Tuesday, 8 September 2015

Estates Limitations After Court Settlement

A will contest, particularly after an estate is settled, can be a stressful situation for all concerned. Under Tennessee law, any action to set aside probate, or the proving of the will in court, must take place within two years from the date that the will was admitted to probate. After that, with two exceptions, a will contest is forever barred.

Common Form Probate
Most often, wills are offered for probate in common form. A probate in common form can be set aside for reasons such as fraud or if someone later proves that the person who made the will did not have the capacity to make it, or was unduly influenced to make it. To begin probate, the will is presented to the probate court in the county in which the deceased, also known as the decedent, resided. The executor named in the will, or another interested party, presents the will to the clerk, master or judge of the probate court, who then examines the document to ensure that it meets execution requirements, or is "sufficient." If an eligible party contests the will within the two-year time frame, the court enters an order either denying or sustaining the party's right to contest. Under Tennessee law, if the order approves the will contest, the contesting party must post a bond in the amount of $500, and then the contest can go to trial.

Solemn Form Probate
Solemn form probate is used for nuncupative, or "deathbed" wills, made when the decedent knew that he was about to die. It's also used if the person presenting a will to the probate court wants to get any possible objections out of the way as soon as possible. In cases of solemn form probate, all interested persons must receive notice at least five days beforehand that the will is entering probate. If anyone intends to contest the will, he must do so before the final order is issued, admitting the will to probate in solemn form.

Contest Exceptions
The exceptions to the two-year statute of limitations for a Tennessee will contest involve two classes of people: Someone who was still a minor, or under the age of 18, at the time of the action can contest a will beyond the two-year period, as can someone who was "of unsound mind" during that time. The 18-year-old must contest the will by the time he turns 20. If the latter recovers from his mental disability, the individual must contest the will within two years of retaining his faculties.

Who Can Contest a Will
Not anyone can contest a will. However, if the decedent died intestate, or without a will, and an heir stands to benefit under Tennessee laws of intestate succession, he could contest the will.

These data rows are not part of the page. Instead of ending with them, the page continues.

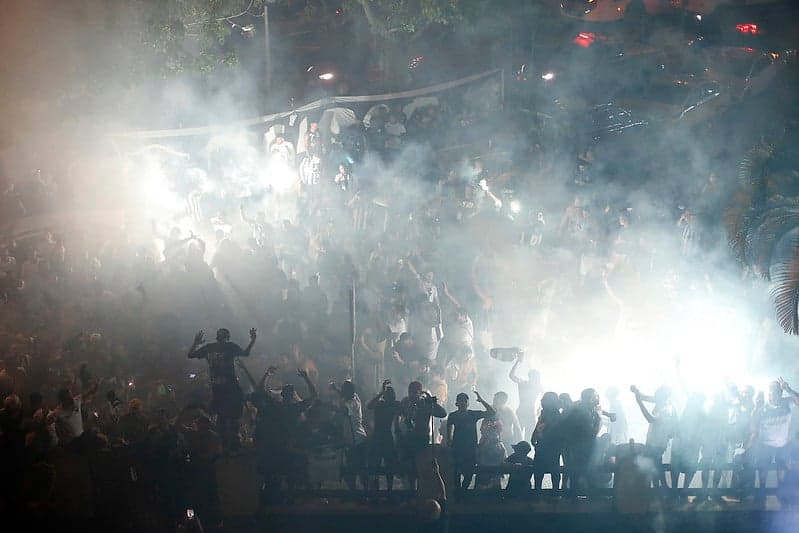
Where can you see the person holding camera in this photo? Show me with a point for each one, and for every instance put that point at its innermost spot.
(382, 447)
(227, 399)
(416, 413)
(461, 436)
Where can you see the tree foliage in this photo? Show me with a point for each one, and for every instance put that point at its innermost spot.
(173, 36)
(387, 17)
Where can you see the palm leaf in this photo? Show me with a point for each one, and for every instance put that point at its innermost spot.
(760, 240)
(785, 292)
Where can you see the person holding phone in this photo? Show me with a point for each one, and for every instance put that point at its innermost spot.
(227, 399)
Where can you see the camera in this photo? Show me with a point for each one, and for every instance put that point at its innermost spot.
(427, 399)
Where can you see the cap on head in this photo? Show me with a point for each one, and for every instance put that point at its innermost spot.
(287, 392)
(223, 335)
(348, 390)
(390, 395)
(522, 447)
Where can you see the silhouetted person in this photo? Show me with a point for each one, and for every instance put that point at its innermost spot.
(227, 399)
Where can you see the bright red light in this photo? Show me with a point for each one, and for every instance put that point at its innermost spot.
(584, 39)
(749, 28)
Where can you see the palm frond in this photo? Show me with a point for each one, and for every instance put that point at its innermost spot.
(760, 240)
(785, 292)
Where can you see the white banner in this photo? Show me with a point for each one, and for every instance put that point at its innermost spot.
(324, 102)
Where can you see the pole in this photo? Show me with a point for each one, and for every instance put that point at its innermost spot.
(352, 327)
(267, 50)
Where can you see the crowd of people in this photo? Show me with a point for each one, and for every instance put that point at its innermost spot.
(382, 283)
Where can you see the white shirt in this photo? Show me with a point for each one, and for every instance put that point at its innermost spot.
(68, 423)
(461, 333)
(355, 415)
(775, 423)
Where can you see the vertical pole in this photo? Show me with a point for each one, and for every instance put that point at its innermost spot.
(352, 327)
(267, 50)
(502, 89)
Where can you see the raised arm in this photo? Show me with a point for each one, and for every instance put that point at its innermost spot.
(639, 398)
(490, 411)
(91, 391)
(484, 297)
(454, 301)
(512, 374)
(448, 433)
(248, 349)
(373, 402)
(311, 389)
(787, 388)
(198, 340)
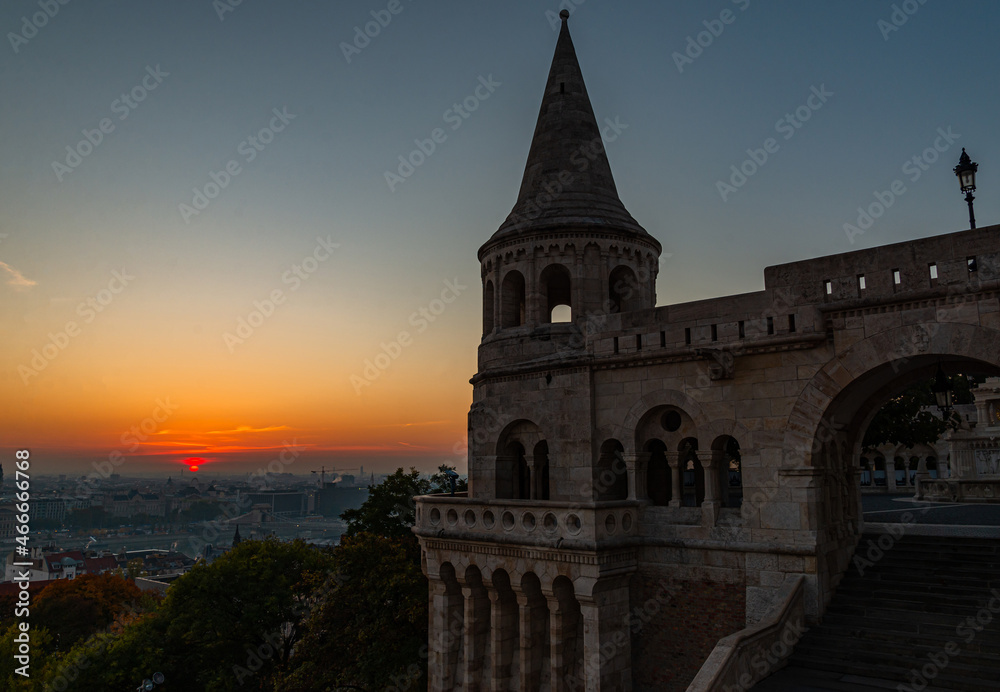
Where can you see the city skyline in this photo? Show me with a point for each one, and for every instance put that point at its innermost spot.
(263, 227)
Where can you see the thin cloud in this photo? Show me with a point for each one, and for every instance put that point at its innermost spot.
(16, 279)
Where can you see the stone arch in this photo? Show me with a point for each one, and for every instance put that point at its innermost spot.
(728, 470)
(450, 608)
(610, 472)
(535, 642)
(513, 478)
(488, 308)
(512, 300)
(692, 473)
(505, 630)
(567, 632)
(832, 412)
(478, 626)
(680, 401)
(540, 457)
(555, 285)
(659, 485)
(623, 290)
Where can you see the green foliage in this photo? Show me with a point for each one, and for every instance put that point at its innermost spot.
(370, 632)
(73, 609)
(389, 510)
(902, 422)
(441, 483)
(248, 605)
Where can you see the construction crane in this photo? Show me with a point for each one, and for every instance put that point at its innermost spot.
(333, 470)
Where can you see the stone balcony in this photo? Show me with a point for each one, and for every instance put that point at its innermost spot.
(548, 524)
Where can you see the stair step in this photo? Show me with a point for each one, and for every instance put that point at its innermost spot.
(889, 619)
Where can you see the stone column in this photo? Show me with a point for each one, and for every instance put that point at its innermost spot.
(576, 290)
(476, 633)
(504, 637)
(532, 295)
(496, 293)
(606, 637)
(676, 489)
(710, 506)
(437, 654)
(635, 485)
(532, 616)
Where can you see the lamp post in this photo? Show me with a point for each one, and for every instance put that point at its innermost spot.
(942, 391)
(966, 172)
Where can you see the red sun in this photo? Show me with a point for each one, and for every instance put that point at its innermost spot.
(192, 463)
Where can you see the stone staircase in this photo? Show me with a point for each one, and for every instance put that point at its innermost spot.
(905, 621)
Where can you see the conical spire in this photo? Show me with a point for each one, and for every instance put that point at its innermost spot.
(567, 180)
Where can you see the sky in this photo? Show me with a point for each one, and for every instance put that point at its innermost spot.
(216, 240)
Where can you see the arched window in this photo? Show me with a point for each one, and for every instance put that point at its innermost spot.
(623, 290)
(542, 470)
(658, 473)
(879, 474)
(556, 292)
(932, 466)
(488, 299)
(610, 474)
(730, 469)
(513, 478)
(512, 300)
(693, 479)
(866, 473)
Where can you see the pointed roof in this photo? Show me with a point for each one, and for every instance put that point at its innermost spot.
(567, 179)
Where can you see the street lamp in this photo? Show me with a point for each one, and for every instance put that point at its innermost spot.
(942, 391)
(966, 172)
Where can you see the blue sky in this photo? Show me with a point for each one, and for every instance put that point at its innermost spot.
(889, 85)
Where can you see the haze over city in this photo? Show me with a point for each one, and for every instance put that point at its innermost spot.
(227, 229)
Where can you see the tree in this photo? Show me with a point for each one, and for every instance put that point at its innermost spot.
(227, 626)
(72, 609)
(904, 420)
(370, 631)
(390, 509)
(441, 482)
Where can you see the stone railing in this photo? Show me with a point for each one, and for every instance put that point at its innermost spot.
(527, 522)
(743, 659)
(958, 489)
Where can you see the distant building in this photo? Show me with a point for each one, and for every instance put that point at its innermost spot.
(62, 565)
(332, 499)
(288, 504)
(6, 522)
(47, 508)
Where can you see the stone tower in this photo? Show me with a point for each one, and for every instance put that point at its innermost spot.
(645, 481)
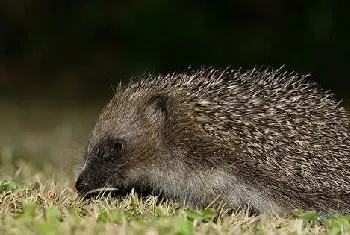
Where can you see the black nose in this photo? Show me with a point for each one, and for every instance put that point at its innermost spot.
(81, 185)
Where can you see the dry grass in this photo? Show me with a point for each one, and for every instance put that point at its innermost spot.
(36, 201)
(37, 194)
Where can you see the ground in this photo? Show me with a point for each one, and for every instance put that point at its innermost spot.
(41, 148)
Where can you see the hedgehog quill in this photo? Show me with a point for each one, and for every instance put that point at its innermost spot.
(268, 140)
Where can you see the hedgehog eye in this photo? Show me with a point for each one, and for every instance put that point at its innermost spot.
(117, 146)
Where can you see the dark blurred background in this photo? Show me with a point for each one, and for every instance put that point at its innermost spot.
(74, 48)
(58, 57)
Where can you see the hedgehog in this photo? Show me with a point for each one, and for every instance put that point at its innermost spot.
(264, 139)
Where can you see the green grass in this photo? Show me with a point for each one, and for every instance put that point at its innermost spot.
(39, 154)
(34, 201)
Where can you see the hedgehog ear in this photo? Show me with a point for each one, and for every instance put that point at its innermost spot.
(158, 108)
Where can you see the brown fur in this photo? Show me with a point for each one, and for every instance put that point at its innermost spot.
(265, 139)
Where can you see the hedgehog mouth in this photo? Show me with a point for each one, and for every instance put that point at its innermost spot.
(118, 192)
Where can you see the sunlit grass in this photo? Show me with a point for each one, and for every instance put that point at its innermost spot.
(36, 201)
(37, 193)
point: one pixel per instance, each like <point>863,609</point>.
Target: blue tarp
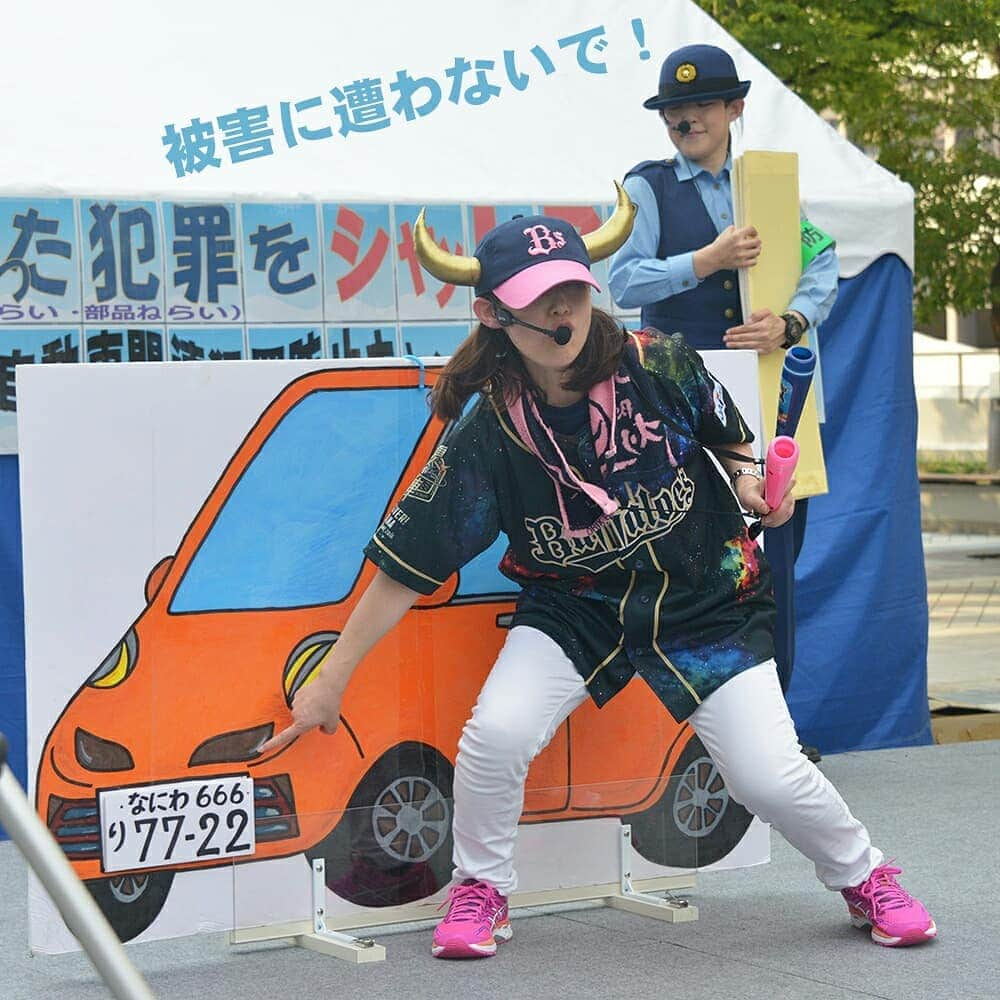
<point>860,677</point>
<point>861,658</point>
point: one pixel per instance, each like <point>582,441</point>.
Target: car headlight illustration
<point>118,664</point>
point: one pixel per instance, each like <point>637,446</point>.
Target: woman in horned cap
<point>585,445</point>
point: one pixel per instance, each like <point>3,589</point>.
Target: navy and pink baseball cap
<point>522,259</point>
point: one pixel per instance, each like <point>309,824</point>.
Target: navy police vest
<point>703,313</point>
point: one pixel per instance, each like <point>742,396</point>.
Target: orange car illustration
<point>241,615</point>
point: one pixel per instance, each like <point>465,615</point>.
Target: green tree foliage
<point>898,72</point>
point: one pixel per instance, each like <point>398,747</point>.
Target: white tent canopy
<point>89,104</point>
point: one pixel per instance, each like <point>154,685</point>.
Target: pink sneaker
<point>477,918</point>
<point>895,917</point>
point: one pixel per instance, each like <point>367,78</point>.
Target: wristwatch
<point>794,329</point>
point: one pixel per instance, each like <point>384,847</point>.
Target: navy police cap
<point>697,73</point>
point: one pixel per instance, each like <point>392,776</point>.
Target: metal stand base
<point>674,909</point>
<point>623,896</point>
<point>329,942</point>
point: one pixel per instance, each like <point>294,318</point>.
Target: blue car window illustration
<point>292,531</point>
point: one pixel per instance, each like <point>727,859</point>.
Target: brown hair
<point>488,362</point>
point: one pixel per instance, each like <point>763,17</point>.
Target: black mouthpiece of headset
<point>561,334</point>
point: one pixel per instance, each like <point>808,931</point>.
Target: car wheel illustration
<point>131,902</point>
<point>695,822</point>
<point>393,843</point>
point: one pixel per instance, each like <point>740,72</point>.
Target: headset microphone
<point>561,334</point>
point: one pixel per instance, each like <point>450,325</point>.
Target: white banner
<point>442,101</point>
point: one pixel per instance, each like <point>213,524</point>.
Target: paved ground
<point>963,594</point>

Intestate succession is based on marital and kinship ties. Also, if the decedent had a prior will in which a party was named as a beneficiary, that party could also contest the will entered into probate under Tennessee law. A contesting party must prove to the clerk of the probate court that he has the right to contest a will with the appropriate documentation of his relationship to the decedent or the prior will. The clerk must file and record whatever notice he gives.